To which a “Why don’t you ship it to them, then?!” response would end in a swift smack to the cheek. Or a longer, more protracted battle would ensue (depending on the grossness of the vegetable in question), ending in angry stomping on my part toward some corner or another for a time out.
At any rate, I was enrolled in dance classes at the age of three. By the age of 10, I could already down 5 chocolate glazed McKenzie’s donuts in a single sitting and polish off a man-sized plate of my grandma’s red beans and rice. Every Thursday after dance class, I had a McLean combo meal (because I preferred – and still do – my burgers with lettuce and large onion slices) from McDonald’s. I cried when they discontinued it, and switched to Quarter Pounders.
By the time I got to middle school, I was eating McDonald’s every day after school. I hated school lunch and used to tide myself over until Mickey D’s by eating plain Lays potato chips, hot pickles, and Cokes for lunch, sometimes substituting the hot pickles for plain M&M’s. I was enrolled in an after school dance program at New Orleans Center for Creative Arts (NOCCA, a wonderful institution) and would eat my #3 combo on the way to ballet 3+ times a week. I continued with private training as well as training at NOCCA, eventually abandoning them both to focus on my academic studies at more traditionally rigorous magnet high school. “You can be a dancing doctor,” they all said, “you need a stable career.
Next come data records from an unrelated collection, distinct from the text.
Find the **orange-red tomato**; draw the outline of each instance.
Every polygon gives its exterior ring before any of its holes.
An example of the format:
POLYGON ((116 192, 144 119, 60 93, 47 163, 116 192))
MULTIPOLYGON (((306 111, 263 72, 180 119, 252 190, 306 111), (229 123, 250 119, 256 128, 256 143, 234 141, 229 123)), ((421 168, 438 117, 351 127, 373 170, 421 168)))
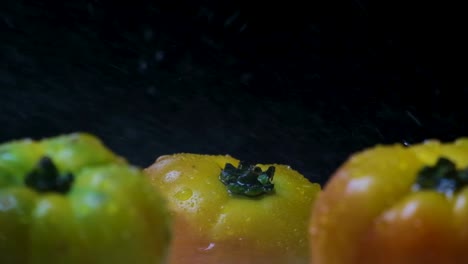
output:
POLYGON ((468 263, 468 139, 378 145, 319 195, 313 264, 468 263))
POLYGON ((175 154, 147 168, 175 219, 169 263, 308 263, 309 209, 320 186, 289 166, 271 167, 175 154))

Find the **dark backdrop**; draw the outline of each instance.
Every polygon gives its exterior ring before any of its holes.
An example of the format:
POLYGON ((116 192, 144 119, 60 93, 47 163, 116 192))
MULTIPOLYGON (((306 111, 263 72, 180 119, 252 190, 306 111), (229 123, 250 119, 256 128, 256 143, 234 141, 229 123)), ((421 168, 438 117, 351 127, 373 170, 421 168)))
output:
POLYGON ((231 154, 325 183, 377 143, 468 136, 463 9, 374 2, 2 1, 0 140, 87 131, 142 167, 231 154))

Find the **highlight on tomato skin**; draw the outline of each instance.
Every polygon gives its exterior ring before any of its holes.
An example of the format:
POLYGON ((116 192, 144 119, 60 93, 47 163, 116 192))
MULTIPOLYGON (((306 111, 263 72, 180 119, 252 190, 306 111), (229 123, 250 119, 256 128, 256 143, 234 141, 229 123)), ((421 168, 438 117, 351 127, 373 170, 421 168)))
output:
POLYGON ((350 155, 311 208, 314 264, 468 263, 468 138, 350 155))
POLYGON ((308 263, 309 208, 321 187, 289 166, 178 153, 145 173, 174 218, 169 264, 308 263))
POLYGON ((140 168, 87 133, 0 144, 0 263, 165 263, 170 216, 140 168))

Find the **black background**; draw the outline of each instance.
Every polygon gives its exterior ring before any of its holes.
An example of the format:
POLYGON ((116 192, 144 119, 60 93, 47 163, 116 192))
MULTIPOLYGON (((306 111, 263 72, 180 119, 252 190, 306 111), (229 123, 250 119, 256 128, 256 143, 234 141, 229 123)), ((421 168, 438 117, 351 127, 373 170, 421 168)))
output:
POLYGON ((2 1, 0 140, 91 132, 325 183, 377 143, 468 136, 463 9, 396 1, 2 1), (378 2, 378 5, 377 5, 378 2))

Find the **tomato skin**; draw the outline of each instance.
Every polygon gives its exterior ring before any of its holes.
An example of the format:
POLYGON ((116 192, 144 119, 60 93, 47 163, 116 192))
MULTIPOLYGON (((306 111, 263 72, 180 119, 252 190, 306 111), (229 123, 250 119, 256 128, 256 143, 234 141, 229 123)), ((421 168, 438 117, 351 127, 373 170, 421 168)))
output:
POLYGON ((421 168, 441 157, 466 168, 468 139, 351 155, 312 208, 310 263, 468 263, 468 189, 414 189, 421 168))
POLYGON ((308 263, 309 208, 320 185, 272 164, 274 193, 232 195, 219 178, 227 163, 239 160, 181 153, 145 169, 175 219, 169 263, 308 263))
POLYGON ((162 264, 170 236, 162 196, 94 135, 0 145, 0 263, 162 264), (73 175, 71 187, 28 185, 36 169, 43 185, 73 175))

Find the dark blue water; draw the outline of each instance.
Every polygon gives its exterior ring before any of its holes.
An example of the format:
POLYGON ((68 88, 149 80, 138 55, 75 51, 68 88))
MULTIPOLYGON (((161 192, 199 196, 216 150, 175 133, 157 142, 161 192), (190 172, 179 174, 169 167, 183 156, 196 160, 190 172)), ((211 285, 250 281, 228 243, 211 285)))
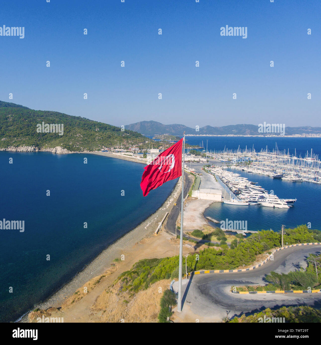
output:
POLYGON ((220 221, 227 218, 231 220, 246 220, 249 230, 267 230, 279 231, 282 224, 287 228, 294 228, 302 224, 311 228, 321 230, 321 214, 320 198, 321 185, 309 182, 292 182, 272 178, 268 176, 230 169, 247 177, 250 181, 257 182, 270 193, 281 198, 296 198, 297 201, 290 208, 275 208, 256 205, 236 206, 223 203, 214 203, 204 213, 220 221))
POLYGON ((0 230, 2 322, 45 299, 155 211, 176 182, 144 198, 143 164, 93 155, 13 152, 0 152, 0 219, 25 221, 24 232, 0 230))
Dancing is a hobby.” Meanwhile, when I transitioned schools, I rejoiced because my daily fast food fix became Wendy’s, where burgers and chicken sandwiches dallied among salad pitas and baked potatoes, always topped with fries and shakes of course. But because I was dancing four or more days a week for three or more hours, I burned through the calories like it was nothing. Not to mention I was growing like a weed.
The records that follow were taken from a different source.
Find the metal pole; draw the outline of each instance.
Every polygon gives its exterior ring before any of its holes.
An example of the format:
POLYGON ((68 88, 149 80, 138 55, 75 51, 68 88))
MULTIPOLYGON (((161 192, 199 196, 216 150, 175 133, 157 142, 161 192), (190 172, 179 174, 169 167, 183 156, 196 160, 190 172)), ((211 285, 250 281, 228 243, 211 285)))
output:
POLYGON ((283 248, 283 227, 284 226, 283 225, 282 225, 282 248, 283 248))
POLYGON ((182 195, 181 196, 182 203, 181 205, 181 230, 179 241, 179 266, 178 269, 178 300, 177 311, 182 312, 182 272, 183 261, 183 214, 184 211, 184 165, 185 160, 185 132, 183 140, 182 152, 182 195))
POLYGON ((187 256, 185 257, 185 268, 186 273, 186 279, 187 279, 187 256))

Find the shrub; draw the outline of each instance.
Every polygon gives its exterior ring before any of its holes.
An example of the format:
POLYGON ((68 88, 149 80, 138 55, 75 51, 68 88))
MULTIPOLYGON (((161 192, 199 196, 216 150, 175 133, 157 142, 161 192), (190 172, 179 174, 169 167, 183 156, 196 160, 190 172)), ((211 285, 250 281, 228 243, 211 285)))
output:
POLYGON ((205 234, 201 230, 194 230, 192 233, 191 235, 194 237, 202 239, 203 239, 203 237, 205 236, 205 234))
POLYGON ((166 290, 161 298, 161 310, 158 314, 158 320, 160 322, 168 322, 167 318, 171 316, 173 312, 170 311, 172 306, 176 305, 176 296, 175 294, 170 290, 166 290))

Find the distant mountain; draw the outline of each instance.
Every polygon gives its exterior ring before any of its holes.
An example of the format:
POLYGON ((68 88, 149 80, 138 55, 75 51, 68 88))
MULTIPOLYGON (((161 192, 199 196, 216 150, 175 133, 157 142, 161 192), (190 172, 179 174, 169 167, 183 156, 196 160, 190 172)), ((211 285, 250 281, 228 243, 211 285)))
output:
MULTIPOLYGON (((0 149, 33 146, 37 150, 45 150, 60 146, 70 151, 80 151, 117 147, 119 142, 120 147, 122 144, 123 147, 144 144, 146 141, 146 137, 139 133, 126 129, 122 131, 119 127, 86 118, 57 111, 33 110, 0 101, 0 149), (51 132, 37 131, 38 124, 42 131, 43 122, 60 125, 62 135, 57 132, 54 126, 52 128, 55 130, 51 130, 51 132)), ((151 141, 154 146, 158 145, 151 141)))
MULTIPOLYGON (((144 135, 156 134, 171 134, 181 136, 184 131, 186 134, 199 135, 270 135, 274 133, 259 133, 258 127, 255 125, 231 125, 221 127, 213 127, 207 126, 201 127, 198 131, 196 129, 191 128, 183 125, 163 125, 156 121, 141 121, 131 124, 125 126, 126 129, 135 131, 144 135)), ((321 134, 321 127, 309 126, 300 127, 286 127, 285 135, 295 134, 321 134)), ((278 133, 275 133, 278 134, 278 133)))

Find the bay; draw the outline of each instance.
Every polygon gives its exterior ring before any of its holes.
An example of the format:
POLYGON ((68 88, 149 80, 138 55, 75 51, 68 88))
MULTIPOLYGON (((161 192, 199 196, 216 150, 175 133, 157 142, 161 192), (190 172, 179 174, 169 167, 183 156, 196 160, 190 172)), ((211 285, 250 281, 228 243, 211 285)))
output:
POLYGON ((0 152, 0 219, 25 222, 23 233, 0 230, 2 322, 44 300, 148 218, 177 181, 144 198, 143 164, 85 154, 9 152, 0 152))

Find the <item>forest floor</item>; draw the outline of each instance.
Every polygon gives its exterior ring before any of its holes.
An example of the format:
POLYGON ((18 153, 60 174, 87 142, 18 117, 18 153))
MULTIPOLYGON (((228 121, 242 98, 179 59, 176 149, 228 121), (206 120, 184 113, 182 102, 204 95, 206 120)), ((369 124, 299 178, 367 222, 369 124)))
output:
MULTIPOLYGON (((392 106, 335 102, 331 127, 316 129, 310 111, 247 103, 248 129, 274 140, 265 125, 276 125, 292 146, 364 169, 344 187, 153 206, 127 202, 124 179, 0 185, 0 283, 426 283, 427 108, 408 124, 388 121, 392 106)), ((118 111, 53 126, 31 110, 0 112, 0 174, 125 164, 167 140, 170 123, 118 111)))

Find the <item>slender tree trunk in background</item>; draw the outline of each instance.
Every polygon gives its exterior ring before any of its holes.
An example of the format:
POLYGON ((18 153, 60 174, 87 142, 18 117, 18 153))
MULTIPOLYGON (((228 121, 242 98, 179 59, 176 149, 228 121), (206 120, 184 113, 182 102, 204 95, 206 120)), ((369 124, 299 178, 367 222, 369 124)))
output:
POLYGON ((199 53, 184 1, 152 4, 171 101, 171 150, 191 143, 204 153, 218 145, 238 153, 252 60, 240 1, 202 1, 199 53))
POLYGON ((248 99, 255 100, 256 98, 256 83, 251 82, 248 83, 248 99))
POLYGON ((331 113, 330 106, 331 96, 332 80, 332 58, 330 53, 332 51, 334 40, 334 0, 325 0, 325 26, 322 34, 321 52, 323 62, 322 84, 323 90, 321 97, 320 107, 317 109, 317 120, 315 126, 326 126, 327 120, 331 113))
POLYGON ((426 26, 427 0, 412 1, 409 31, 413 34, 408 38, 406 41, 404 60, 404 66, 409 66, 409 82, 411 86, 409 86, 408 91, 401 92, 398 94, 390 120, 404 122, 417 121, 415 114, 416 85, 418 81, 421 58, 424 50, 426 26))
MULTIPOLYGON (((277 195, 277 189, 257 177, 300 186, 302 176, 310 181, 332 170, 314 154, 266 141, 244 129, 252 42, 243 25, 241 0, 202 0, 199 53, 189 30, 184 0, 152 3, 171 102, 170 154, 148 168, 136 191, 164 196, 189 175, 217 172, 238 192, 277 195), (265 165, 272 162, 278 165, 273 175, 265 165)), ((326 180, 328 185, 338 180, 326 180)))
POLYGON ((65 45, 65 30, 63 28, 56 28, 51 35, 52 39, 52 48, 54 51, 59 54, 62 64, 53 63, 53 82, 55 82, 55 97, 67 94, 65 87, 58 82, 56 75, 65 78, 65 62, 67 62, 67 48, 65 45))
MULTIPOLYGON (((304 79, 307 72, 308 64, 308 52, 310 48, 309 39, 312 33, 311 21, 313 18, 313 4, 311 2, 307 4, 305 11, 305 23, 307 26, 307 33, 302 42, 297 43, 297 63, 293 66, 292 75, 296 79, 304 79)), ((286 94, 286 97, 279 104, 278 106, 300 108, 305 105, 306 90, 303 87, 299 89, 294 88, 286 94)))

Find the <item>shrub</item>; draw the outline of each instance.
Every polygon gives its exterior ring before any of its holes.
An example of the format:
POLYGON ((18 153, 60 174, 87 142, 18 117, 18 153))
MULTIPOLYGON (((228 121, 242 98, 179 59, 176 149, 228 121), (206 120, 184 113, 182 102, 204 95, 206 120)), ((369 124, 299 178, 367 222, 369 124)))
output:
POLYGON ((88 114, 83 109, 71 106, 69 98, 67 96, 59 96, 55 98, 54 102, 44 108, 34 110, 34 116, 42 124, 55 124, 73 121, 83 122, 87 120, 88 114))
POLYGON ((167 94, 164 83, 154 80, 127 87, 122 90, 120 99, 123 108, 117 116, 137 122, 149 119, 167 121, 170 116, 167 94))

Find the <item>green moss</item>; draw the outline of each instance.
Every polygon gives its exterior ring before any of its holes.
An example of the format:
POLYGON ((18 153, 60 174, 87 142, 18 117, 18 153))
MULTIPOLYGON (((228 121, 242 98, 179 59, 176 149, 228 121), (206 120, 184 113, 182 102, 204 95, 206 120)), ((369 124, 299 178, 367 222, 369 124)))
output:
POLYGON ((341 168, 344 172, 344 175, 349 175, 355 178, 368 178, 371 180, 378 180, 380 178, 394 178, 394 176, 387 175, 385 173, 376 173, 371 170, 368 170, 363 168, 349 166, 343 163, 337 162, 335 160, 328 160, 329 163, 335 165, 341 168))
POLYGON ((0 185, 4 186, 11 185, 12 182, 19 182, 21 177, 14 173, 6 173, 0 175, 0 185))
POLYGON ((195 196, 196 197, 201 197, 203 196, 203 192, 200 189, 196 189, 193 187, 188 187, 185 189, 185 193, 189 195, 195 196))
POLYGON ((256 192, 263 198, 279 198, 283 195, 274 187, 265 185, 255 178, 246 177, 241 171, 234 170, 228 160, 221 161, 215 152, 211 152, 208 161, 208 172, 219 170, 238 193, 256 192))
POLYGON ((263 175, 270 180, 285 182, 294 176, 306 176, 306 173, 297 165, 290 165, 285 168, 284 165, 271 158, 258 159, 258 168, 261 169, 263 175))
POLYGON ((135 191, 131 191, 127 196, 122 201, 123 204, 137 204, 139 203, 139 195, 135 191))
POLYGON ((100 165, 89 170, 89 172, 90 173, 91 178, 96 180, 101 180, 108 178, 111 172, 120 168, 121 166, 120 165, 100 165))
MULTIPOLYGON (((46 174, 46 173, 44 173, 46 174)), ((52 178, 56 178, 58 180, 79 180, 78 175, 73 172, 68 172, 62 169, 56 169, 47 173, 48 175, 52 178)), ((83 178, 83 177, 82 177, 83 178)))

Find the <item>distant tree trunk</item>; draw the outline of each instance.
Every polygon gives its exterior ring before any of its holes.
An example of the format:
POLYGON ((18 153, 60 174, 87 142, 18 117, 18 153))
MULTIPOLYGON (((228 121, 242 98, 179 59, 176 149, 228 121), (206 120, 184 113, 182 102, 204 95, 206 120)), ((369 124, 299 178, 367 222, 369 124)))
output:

All this fast food activity was, of course, in addition to the huge breakfast my mother fed me every morning and the huge dinner my grandma would serve every night. A typical weekday would start with fruit bowls, homemade biscuits, grits/eggs/bacon, and sandwich the fast food binge with stewed chicken, yellow rice, and stringbeans cooked in picklemeat. I tried to “go vegetarian” when I was about 15 (which consisted of me eating meatless Wendy’s pitas and french fries daily), but my grandmother *never* took the meat out of her veggies, and would ask me if I was ill every single time I would pick around the meat in any dish. It lasted about 8 months, and ended when my resolve crumbled in the face of a Port of Call hamburger.
Regardless, I never dreamed that I would ever gain actual weight, because I assumed that I’d be dancing for the rest of my life. So I never denied or learned to deny myself anything. I could eat half a chocolate cake or half a pan of brownies without blinking. Other girls my age had started dieting or developing eating disorders. The only diet I knew was the see-food diet. Not to mention the attention that I was already getting from men was anxiety inducing.